Food riots became common across many worlds.
Pleon, following terrible advice from his Marketing Department, attended a harvest ceremony on Syre. There he was arrested and put on trial for gross negligence with loss of life.
The prosecutor demanded a guilty verdict and a sentence of death. The defense counsel, a very nice man named Wolfgang, argued that his client was only guilty of following the orders of his marketing department. “The Nuremberg Defense,” the media called it. Then they had to explain what they meant.
After a long time of arguing, a compromise was reached. Pleon and his wife, Antigone, would not be executed. They would be allowed to live out their lives on a desert island, alone, where they would rule over no one. And in exchange for their lives, they would have to give complete and thorough testimony, which could be verified as accurate, about the system by which they controlled the news, the entertainment complex, and the tools they used to manipulate public opinion.
Pleon’s testimony took 122.7 revs. Yes, it was that extensive. And elaborate.
Confidential supporters in the media, falsely claiming impartial and unbiased reporting. The passing back and forth between media and government jobs. Also he spoke at length about the structural aspect of the news media and historical organizations and how consolidation made control and manipulation easier. Consolidation greatly increases the efficiency of corruption. And then there was the fatal effect of advertising.
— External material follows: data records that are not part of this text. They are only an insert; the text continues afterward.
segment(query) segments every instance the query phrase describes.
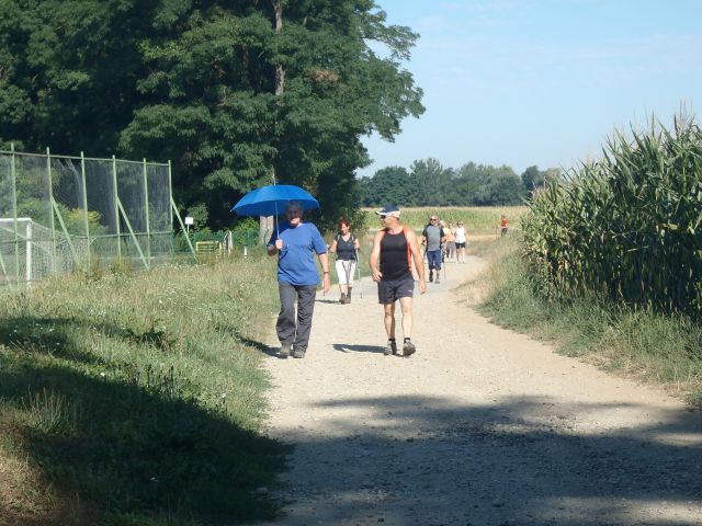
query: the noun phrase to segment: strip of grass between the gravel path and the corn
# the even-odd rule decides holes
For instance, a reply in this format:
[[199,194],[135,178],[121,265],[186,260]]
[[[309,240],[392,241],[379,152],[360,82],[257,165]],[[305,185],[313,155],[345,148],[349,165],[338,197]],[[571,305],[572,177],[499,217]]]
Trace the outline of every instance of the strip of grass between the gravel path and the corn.
[[548,300],[520,256],[517,237],[476,247],[489,270],[477,309],[496,323],[551,341],[557,352],[666,387],[702,407],[702,328],[684,317],[593,299]]

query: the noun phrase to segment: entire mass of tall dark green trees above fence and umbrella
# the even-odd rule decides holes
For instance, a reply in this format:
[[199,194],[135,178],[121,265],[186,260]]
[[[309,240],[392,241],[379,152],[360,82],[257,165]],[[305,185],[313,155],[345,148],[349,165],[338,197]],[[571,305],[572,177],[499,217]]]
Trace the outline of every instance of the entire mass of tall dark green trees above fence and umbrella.
[[403,68],[417,35],[372,0],[0,0],[0,140],[172,159],[212,226],[273,176],[333,221],[361,137],[423,111]]

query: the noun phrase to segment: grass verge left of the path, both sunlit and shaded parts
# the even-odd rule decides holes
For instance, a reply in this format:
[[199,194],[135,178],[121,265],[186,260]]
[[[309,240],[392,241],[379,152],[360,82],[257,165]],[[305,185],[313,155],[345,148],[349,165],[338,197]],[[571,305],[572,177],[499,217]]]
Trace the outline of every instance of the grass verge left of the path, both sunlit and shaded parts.
[[274,262],[46,281],[0,306],[0,524],[270,518]]

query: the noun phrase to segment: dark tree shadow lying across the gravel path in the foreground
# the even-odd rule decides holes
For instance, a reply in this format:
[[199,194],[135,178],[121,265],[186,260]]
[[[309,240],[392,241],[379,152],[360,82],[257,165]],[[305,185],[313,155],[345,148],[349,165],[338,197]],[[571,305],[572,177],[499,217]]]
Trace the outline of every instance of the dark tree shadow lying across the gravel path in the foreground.
[[602,425],[589,434],[585,421],[624,407],[552,402],[330,400],[325,413],[353,412],[365,425],[347,416],[328,420],[333,437],[296,433],[297,458],[307,464],[291,474],[306,492],[291,488],[293,512],[284,523],[702,524],[700,413],[670,412],[649,426],[605,433]]

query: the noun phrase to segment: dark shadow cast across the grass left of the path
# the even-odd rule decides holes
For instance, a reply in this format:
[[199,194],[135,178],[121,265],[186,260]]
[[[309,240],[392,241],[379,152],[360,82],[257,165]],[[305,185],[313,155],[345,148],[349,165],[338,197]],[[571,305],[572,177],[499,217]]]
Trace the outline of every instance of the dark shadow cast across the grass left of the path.
[[[101,376],[110,369],[77,351],[71,323],[2,322],[0,434],[12,442],[0,445],[11,444],[38,471],[43,487],[27,490],[52,488],[56,499],[33,517],[0,502],[0,524],[234,524],[275,516],[276,505],[256,490],[273,483],[286,448],[239,426],[224,409],[204,407],[196,387],[172,369]],[[120,338],[155,343],[150,334]]]

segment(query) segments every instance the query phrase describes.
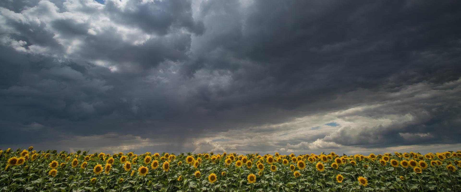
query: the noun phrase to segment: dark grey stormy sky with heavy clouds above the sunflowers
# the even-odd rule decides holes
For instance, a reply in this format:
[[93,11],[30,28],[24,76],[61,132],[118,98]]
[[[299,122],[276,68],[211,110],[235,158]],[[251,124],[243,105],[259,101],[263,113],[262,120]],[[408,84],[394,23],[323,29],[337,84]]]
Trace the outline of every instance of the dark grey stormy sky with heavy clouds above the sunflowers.
[[461,150],[459,7],[1,0],[0,148]]

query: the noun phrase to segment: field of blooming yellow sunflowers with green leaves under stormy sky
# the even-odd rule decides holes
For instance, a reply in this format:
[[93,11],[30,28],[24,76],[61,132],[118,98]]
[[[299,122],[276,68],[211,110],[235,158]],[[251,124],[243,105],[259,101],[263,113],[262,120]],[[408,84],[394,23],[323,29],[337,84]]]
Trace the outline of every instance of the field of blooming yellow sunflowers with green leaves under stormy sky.
[[104,154],[0,150],[4,192],[461,191],[461,151]]

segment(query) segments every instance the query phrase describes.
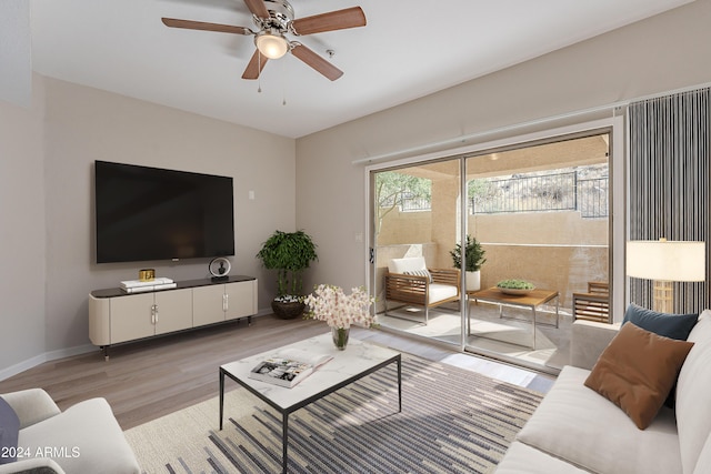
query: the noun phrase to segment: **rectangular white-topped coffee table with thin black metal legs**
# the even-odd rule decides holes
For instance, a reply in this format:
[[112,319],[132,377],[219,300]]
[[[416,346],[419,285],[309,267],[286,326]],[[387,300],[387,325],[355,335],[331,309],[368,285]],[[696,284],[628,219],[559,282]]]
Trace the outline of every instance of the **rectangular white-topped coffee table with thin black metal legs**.
[[[331,354],[333,359],[291,389],[249,377],[249,372],[259,362],[287,347],[313,351],[319,354]],[[338,351],[333,346],[331,333],[328,333],[283,347],[266,351],[240,361],[230,362],[229,364],[220,366],[220,430],[222,430],[224,415],[224,377],[228,376],[281,413],[281,441],[283,445],[282,472],[286,473],[289,414],[393,362],[398,365],[398,412],[401,412],[402,359],[399,352],[391,349],[350,339],[346,351]]]

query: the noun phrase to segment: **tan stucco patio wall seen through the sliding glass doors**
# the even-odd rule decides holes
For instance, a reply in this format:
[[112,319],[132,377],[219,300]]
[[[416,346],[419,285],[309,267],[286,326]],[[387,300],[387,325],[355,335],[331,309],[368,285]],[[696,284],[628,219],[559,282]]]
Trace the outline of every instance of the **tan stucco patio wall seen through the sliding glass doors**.
[[[444,220],[439,214],[388,214],[378,235],[378,281],[391,255],[402,256],[412,248],[427,249],[422,254],[429,266],[452,266],[449,251],[455,242],[455,212]],[[573,292],[587,291],[589,281],[608,281],[608,226],[607,219],[581,219],[577,211],[470,216],[469,233],[487,251],[482,288],[503,279],[524,279],[541,289],[558,290],[561,307],[570,309]],[[450,242],[435,241],[438,235],[451,235]]]

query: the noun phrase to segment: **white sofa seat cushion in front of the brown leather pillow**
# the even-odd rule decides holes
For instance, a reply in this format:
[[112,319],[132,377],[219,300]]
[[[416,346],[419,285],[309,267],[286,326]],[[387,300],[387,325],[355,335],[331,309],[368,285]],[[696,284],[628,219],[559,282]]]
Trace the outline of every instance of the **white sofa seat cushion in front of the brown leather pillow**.
[[583,385],[590,371],[564,366],[517,440],[598,473],[681,473],[677,424],[662,407],[644,431]]

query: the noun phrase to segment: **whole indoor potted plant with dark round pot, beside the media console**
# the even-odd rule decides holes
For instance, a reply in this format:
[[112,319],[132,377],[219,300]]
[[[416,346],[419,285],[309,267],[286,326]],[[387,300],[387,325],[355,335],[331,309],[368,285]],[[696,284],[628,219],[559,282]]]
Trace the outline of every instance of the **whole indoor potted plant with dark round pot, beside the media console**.
[[257,258],[266,269],[277,270],[278,295],[271,303],[277,316],[292,319],[303,313],[303,271],[312,261],[319,260],[316,246],[303,231],[274,231],[262,244]]

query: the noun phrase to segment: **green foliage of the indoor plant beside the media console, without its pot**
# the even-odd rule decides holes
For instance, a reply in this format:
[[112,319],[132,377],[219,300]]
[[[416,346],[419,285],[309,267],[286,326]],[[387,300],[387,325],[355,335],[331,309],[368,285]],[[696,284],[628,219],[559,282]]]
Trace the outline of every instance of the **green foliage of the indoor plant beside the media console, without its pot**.
[[277,270],[279,297],[298,295],[303,288],[303,271],[319,260],[316,243],[303,231],[274,231],[262,244],[257,258],[269,270]]

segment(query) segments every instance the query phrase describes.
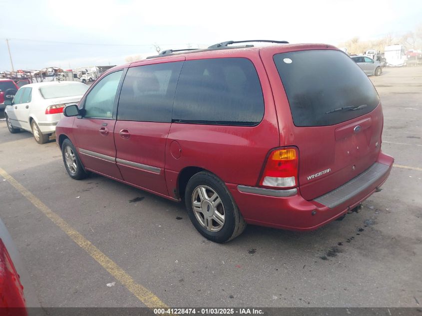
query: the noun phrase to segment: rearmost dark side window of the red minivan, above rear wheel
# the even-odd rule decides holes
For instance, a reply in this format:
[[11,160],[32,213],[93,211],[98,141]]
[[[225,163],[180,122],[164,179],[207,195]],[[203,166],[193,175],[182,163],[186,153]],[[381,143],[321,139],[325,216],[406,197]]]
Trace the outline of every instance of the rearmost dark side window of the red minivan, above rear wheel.
[[246,58],[185,61],[177,83],[173,120],[256,125],[264,116],[261,83]]

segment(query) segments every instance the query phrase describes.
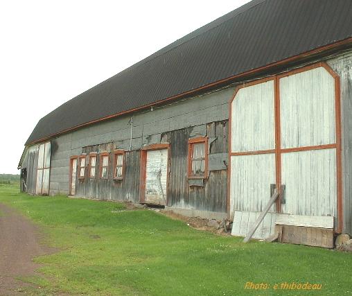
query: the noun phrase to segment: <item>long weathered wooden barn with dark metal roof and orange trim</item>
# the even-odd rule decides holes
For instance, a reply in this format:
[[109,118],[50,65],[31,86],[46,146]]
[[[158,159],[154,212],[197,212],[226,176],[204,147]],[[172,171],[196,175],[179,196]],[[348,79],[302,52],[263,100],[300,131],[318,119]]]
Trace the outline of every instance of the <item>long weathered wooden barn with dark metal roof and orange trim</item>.
[[[352,1],[254,0],[44,116],[21,189],[352,234]],[[322,240],[327,240],[324,243]]]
But the most elaborate and shameful part of it was the way they had control over the history departments at universities across the galaxy. And with it came the ability to control what was taught in the schools, particularly to the children. In total, it was the most complete program of propaganda and brainwashing in history. And when it was working correctly, the poor slobs wouldn’t even know they were being controlled.